Los Lanzallamas
Los Lanzallamas De pronto, el asesino, separando la espalda del asiento, sin apartar los ojos de las tinieblas, llevó la mano al bolsillo. En su rostro se diseñaba una contracción muscular de fiera voluntad. La señora, desde el otro asiento, lo miró espantada. Su esposo, con la cara cubierta por el diario que leía, no vio nada. La escena fue rapidísima.

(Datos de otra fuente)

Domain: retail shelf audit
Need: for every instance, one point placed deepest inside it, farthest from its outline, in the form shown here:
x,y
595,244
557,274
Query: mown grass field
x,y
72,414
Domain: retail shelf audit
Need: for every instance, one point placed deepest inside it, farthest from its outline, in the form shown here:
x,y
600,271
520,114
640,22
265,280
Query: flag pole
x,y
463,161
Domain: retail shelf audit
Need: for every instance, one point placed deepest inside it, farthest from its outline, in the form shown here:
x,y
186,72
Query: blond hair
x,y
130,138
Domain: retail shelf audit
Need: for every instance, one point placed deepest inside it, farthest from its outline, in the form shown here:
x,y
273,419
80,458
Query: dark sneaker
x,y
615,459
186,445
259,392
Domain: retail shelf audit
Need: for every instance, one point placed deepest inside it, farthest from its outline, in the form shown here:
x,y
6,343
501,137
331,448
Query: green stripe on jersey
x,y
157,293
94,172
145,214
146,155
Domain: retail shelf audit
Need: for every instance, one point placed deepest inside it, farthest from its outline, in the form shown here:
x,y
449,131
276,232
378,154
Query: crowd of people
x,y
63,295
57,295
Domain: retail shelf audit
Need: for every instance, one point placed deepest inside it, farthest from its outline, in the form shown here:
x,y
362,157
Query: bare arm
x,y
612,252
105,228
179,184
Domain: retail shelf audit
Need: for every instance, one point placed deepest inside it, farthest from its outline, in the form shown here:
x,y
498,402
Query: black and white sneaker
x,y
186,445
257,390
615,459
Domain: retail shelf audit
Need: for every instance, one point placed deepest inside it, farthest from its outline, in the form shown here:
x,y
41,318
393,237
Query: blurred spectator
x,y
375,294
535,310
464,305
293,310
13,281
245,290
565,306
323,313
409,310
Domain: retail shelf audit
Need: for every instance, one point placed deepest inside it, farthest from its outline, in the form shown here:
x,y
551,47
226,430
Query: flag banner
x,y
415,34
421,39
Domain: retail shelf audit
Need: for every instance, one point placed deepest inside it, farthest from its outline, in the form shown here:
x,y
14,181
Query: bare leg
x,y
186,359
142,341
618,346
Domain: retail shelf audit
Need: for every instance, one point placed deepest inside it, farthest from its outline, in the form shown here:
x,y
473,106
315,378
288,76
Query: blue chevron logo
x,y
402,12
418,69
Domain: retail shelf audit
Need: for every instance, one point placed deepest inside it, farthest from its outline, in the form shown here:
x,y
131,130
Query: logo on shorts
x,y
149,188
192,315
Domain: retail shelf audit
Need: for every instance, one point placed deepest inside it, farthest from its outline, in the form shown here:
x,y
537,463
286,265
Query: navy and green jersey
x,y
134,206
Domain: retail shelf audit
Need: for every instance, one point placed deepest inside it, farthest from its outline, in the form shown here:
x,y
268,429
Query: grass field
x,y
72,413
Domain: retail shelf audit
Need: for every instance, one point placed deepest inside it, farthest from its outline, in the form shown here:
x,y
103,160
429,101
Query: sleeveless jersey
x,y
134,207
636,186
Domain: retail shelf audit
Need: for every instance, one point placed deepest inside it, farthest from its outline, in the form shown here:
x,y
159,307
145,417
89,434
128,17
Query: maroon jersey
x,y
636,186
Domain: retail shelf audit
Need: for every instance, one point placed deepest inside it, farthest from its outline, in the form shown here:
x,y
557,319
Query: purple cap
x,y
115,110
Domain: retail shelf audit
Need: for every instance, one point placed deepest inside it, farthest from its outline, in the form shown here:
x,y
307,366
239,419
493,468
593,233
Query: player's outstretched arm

Erdosain llevó el revólver al pecho y apretó el disparador, doblándose con el estampido, simultáneamente, hacia la izquierda. Su cabeza golpeó en el pasamano del asiento. La señora se desvaneció.
El hombre dejó caer el diario y se lanzó corriendo por el pasillo del vagón. Cuando encontró al revisador de boletos, aún tiritaba de espanto. Dos pasajeros del otro coche se sumaron a los hombres pálidos, y en grupo se dirigieron hacia el vagón donde estaba el suicida.
Erdosain parece haber conservado intacto su discernimiento y voluntad, aun en el minuto postrero. De otro modo no se explica que haya encontrado en sí la fuerza prodigiosa para incorporarse sobre el asiento, como si quisiera morir en posición decorosa. Al entrar el grupo de hombres pálidos lo encontró con la cabeza apoyada en el contrafuerte de la ventanilla, respirando profundamente, los párpados cerrados y un puño violentamente contraído. Antes que el convoy llegara a Moreno, Erdosain había expirado.